À l’heure où les économies de l’Afrique centrale cherchent à renforcer leur résilience, la Communauté économique et monétaire des États de l’Afrique centrale (Cemac) franchit une étape décisive dans sa gouvernance financière. Réunie à Brazzaville le 27 juin 2026, la Commission de la Cemac a annoncé la mise en place progressive d’un mécanisme régional d’alerte précoce sur la conjoncture économique. Portée par Nicolas Beyeme Nguema, Commissaire chargé du département des politiques économiques, monétaires et financières, cette initiative vise à doter la région d’un système de surveillance plus réactif et proactif. Ce nouveau dispositif est conçu pour identifier rapidement les vulnérabilités macroéconomiques et détecter les signaux annonciateurs de tensions. En fournissant une information prospective aux décideurs, il permettra d’adapter les politiques publiques avant que les crises ne s’installent.
La Communauté économique et monétaire des États de l’Afrique centrale (Cemac) a annoncé le 27 juin 2026 à Brazzaville la création d’un mécanisme régional d’alerte précoce pour renforcer sa surveillance économique. Ce dispositif, porté par le commissaire Nicolas Beyeme Nguema, vise à identifier rapidement les vulnérabilités macroéconomiques de la région. En détectant les signaux de tension en amont, il fournira des informations prospectives essentielles aux décideurs.

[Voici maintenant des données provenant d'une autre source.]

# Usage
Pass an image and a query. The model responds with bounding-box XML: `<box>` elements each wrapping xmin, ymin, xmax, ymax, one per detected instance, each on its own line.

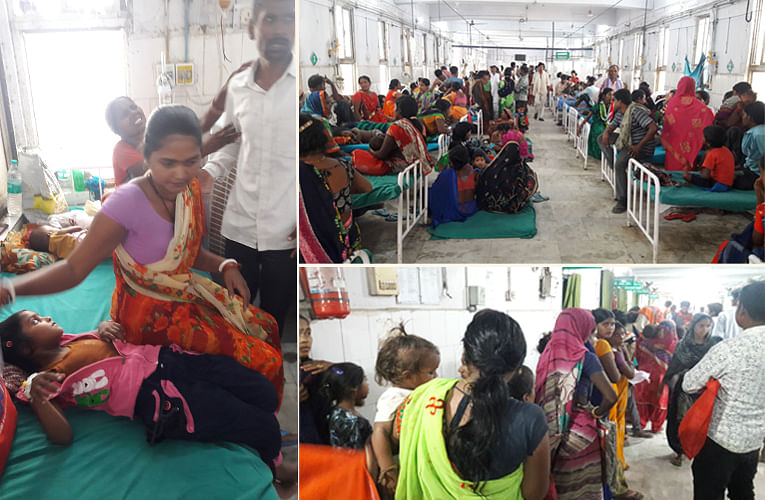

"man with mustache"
<box><xmin>199</xmin><ymin>0</ymin><xmax>297</xmax><ymax>338</ymax></box>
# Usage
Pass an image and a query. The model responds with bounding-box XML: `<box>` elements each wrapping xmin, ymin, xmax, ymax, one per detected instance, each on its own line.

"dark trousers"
<box><xmin>691</xmin><ymin>438</ymin><xmax>759</xmax><ymax>500</ymax></box>
<box><xmin>226</xmin><ymin>239</ymin><xmax>297</xmax><ymax>338</ymax></box>
<box><xmin>134</xmin><ymin>347</ymin><xmax>281</xmax><ymax>469</ymax></box>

L’objectif final est de permettre aux États membres d’ajuster leurs politiques publiques afin d’anticiper et de prévenir les crises financières.
La 4e priorité particulièrement structurant portera sur le mise en place au récit d’un mécanisme régional d’alerte précoce sur la conjoncture économique. Ce dispositif permettra d’identifier rapidement les vulnérabilités macroéconomiques, de détecter les signaux annonciateurs de tensions économiques et de fournir aux décideurs communautaires une information prospective susceptible d’améliorer la réactivité des politiques publiques.

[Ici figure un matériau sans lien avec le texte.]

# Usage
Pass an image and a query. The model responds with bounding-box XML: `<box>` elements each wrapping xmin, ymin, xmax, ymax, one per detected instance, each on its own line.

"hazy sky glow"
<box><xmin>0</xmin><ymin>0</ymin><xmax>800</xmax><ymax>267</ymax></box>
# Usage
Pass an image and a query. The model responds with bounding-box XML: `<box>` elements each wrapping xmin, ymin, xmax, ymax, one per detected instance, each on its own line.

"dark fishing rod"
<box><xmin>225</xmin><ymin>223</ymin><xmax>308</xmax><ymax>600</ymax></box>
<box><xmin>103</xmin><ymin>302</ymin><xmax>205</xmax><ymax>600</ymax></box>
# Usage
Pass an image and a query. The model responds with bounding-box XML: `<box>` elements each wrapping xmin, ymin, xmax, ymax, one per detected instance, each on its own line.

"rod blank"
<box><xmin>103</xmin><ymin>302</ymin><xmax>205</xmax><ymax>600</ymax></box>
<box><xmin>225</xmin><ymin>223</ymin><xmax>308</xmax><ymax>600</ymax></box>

Nicolas Beyeme Nguema, Commissaire de la Cemac aux Politiques économiques
Pour transformer le suivi conjoncturel en outil de décision, la Cemac mise sur la régularité des rapports, la formation des experts et la modernisation numérique. Le succès de cette stratégie repose sur une collaboration étroite et un partage systématique des données nationales entre les États membres et la Commission. Ces recommandations visent à harmoniser les normes de production pour accroître la réactivité régionale face aux chocs économiques.
Nous sommes satisfaits par rapport à cet atelier, nous avons pu atteindre tous les objectifs assignés à notre rencontre ici depuis le 22 juin. Et nous sommes très satisfaits de partir d’ici avec ces recommandations qui vont nous permettre d’améliorer la production des notes de conjoncture et développer le tempo de notre région CEMAC.

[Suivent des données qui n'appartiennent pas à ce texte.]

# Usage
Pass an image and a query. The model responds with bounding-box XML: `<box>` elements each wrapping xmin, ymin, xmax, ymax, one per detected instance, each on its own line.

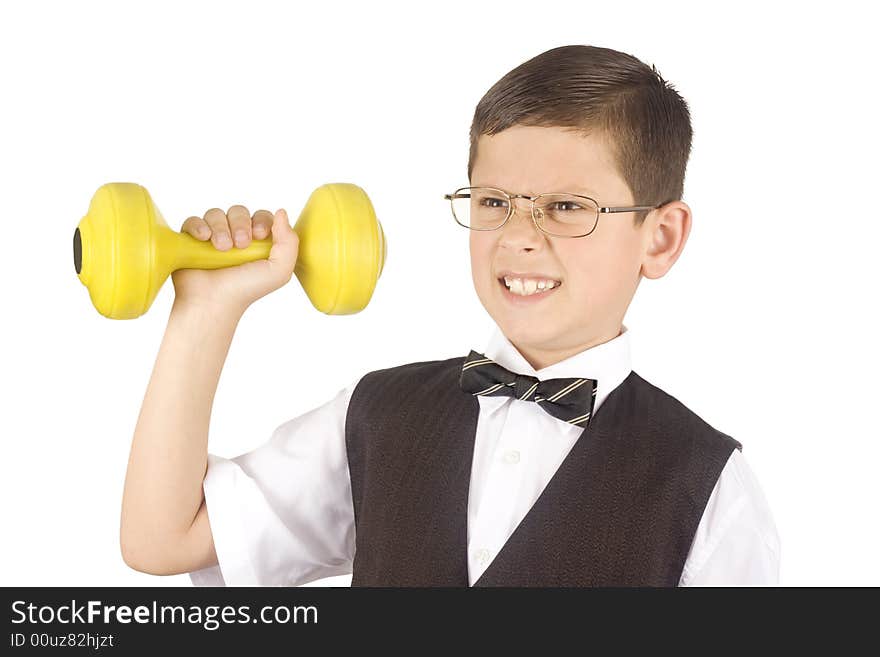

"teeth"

Ignace Kamga TCHWAKET, Directeur de la Recherche appliquée et de la Coopération, Issea-Cemac
La Cemac renforce sa surveillance économique pour soutenir la croissance, malgré un ralentissement projeté à 2,9 % en 2026 par la BEAC. Le PIB régional devrait néanmoins progresser pour atteindre 81 540 milliards FCFA, contre 79 342 milliards l’année 2025. Cette nouvelle dynamique de gouvernance vise à stabiliser l’économie de la zone face à ces prévisions contrastées.